If a charter school fails to achieve results, the school’s authorizer can close it. This creates pressure for charters to perform and a mechanism for ensuring kids don’t attend underperforming schools.
In Indianapolis, that accountability under two mayoral authorizers has yielded great results. A study by Stanford’s Center for Research on Education Outcomes found that charter school students in Indianapolis receive an additional two months of learning in reading and an additional three months of learning in math compared to their peers in traditional public schools.
But there is a potentially troubling development in Indiana’s charter sector. Since the passage of a 2011 law expanding the number of charter authorizers, new entities have begun chartering schools, and some are not upholding the high standards that should be expected for charters.
Consider the Timothy L. Johnson Academy in Fort Wayne, one of seven charter schools that authorizer Ball State University announced it was closing because of poor performance earlier this year. Only 41 percent of the school’s students passed English and math portions of state tests last year, compared to a 72 percent pass rate statewide. Despite these poor results, less than six months after Ball State revoked Timothy L. Johnson’s charter, Trine University, one of the new authorizers, offered the school a new charter.
That comes on the heels of a similar incident involving Charter School of the Dunes, a school in Gary that also had its charter revoked by Ball State for bad performance. It was granted a new charter from Calumet College of St. Joseph, another new authorizer, earlier this year.

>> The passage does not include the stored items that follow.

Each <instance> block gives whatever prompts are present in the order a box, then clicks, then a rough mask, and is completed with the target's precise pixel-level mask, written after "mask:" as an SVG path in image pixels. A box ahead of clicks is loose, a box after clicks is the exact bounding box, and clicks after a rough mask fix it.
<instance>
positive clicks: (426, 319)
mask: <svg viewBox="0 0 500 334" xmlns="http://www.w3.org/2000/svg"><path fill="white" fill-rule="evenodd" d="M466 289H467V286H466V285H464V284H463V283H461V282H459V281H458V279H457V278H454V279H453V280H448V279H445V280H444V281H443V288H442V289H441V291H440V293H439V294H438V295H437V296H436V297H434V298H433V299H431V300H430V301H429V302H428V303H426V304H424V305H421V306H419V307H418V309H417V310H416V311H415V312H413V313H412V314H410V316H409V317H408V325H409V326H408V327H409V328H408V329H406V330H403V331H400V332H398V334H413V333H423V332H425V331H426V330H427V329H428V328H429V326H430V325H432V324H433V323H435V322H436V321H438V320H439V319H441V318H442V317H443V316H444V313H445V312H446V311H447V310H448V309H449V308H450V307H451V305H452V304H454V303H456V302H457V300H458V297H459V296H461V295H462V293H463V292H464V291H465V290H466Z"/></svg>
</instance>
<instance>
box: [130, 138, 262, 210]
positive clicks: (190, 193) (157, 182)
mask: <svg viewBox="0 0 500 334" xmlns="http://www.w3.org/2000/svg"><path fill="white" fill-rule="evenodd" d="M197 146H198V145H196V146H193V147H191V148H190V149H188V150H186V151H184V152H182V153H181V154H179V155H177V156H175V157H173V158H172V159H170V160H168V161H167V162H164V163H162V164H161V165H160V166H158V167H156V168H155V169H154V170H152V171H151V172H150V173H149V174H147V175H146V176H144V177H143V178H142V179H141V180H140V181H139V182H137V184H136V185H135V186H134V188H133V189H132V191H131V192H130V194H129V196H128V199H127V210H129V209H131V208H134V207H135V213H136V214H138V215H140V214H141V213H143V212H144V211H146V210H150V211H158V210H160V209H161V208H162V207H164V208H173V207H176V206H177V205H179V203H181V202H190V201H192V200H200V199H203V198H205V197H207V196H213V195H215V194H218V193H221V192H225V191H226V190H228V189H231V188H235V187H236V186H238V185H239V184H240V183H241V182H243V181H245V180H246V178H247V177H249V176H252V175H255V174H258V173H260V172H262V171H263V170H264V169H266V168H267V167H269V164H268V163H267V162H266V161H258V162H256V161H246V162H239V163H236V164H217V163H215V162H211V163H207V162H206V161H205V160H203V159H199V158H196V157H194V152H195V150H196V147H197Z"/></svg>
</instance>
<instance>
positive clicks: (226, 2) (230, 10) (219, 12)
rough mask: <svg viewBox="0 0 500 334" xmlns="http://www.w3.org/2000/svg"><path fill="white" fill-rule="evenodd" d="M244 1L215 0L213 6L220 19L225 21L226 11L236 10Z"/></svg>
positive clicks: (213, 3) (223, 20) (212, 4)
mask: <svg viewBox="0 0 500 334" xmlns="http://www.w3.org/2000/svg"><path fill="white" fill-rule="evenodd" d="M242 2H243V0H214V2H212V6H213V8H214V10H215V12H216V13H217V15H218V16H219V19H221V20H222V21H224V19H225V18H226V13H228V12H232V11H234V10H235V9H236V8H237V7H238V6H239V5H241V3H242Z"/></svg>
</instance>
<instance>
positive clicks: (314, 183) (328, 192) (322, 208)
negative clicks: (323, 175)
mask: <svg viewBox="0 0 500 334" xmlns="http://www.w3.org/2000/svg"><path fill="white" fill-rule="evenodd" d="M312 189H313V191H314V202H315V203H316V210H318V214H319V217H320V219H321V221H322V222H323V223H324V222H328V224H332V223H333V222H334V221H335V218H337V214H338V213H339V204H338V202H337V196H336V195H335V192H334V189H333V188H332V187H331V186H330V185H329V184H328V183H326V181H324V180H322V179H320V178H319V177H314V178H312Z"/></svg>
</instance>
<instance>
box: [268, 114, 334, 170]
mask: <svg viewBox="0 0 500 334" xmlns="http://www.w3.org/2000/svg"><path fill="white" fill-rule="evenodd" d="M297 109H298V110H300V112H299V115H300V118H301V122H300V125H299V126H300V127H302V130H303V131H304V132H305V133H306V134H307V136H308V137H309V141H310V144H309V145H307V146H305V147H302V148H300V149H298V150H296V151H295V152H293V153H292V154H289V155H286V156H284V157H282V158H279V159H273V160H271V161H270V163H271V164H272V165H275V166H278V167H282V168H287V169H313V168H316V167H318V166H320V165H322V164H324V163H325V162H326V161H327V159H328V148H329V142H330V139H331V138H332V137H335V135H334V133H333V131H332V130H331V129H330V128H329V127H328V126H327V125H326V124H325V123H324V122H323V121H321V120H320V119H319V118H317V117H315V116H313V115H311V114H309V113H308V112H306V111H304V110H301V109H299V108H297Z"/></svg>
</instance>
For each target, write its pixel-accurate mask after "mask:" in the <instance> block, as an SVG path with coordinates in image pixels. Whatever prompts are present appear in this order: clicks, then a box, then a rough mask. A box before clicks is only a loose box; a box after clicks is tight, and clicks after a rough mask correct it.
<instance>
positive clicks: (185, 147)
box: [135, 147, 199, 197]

In the past few years, actions like these have prompted much talk about authorizer accountability. This year the legislature wisely passed a law stipulating that a school whose charter has been revoked in Indiana must have its proposal for a new charter approved by the State Board of Education before a different authorizer grants the school a charter. But there is nothing to prevent a charter authorizer from approving a new school that is bad.